The findings show that LLMs, when augmented with tool use (web search, documentation retrieval, code execution, and robotic APIs), can participate meaningfully in the scientific process: designing, planning, and executing experiments. Grounding via web search and documentation reduces hallucinations and enables correct interface with real-world hardware. The degree of autonomy achieved spans from planning and generating executable protocols to self-correction via documentation lookup; minimal human intervention was limited to physical transfers (e.g., manual plate moves) rather than decision-making. The system’s capacity to justify reagent choices and reflect on reactivity/selectivity provides a window into its decision process, supporting explainability. In optimization tasks, increasing normalized advantage and competitive NMA versus Bayesian optimization indicates that the agent can iteratively use prior results to improve choices, even with sparse sampling. Collectively, the results address the initial research questions by demonstrating capabilities across the scientific workflow, quantifying autonomous performance, and illustrating how rationale and source tracking can make decisions interpretable.

This work introduces Coscientist, a GPT-4-driven agent that integrates information retrieval, documentation understanding, code execution, and laboratory automation to autonomously design and perform complex chemical experiments. It achieves strong synthesis-planning performance when grounded by web search, correctly interprets and applies API documentation to generate valid protocols (including ECL SLL), controls laboratory hardware to execute multi-module workflows, and confirms reaction outcomes analytically. In data-driven optimization, it leverages prior results to improve yields efficiently and compares favorably to a Bayesian optimization baseline under the reported metrics. Future directions include integrating proprietary reaction databases (e.g., Reaxys, SciFinder) to enhance multistep synthesis planning, adopting advanced prompting strategies (ReAct, Chain-of-Thought, Tree-of-Thoughts), expanding automation to reduce remaining manual steps, improving quality control in cloud labs, refining safety and dual-use governance, and broadening support for diverse hardware ecosystems.

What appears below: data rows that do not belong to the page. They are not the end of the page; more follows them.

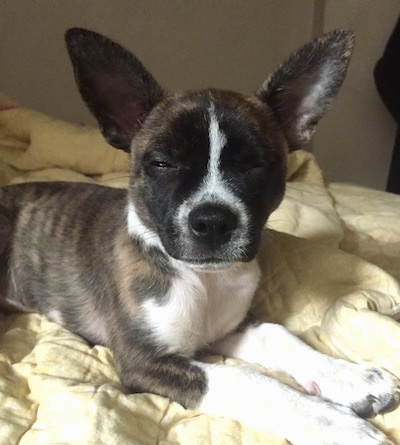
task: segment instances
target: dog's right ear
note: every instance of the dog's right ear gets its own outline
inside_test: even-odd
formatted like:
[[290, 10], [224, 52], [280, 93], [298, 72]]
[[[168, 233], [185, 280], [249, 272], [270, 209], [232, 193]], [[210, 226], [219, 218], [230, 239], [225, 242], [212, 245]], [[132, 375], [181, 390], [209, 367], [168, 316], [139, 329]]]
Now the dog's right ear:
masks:
[[142, 63], [101, 34], [71, 28], [65, 41], [82, 98], [112, 146], [130, 151], [132, 139], [162, 88]]

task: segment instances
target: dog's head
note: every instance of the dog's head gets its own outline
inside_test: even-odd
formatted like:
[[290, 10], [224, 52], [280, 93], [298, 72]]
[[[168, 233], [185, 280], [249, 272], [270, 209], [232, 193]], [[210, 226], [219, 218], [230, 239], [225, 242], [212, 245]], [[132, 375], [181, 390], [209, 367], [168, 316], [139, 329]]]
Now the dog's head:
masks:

- Subjective labeling: The synthesis benchmark scoring (1–5) is inherently subjective, which can affect comparability. - Failure modes and variability: Non-browsing models frequently hallucinated steps (e.g., ibuprofen), and browsing GPT-3.5 often failed due to format adherence issues. The web-grounded model underperformed on ubiquitous compounds (ethyl acetate, benzoic acid), likely due to variability in procedures online. - Partial automation: The integrated experiment workflow required manual plate movements; full physical automation was not achieved. - Guidance dependence: Some tasks required guiding prompts (e.g., reasoning about UV–Vis absorbance–color relationships) to reach correct conclusions. - Documentation reliance and corrections: The system initially used an incorrect heater–shaker method name and needed documentation retrieval to self-correct, indicating sensitivity to API details. - Experimental artifacts: In cloud lab HPLC runs, an air bubble was injected with the analyte, highlighting the need for automated quality control. - Data and training uncertainty: It is unclear whether GPT-4 training data contained information from the optimization datasets; if so, prior knowledge might influence initial guesses. GPT-3.5 frequently failed to produce valid JSON outputs, limiting its evaluable iterations. - Baseline comparison caveats: Differences in exploration/exploitation balance complicate direct comparisons to Bayesian optimization; NMA is preferred but conclusions are context-dependent. - Source bias: Web searches frequently returned Wikipedia; while useful, this may bias information sources relative to primary literature.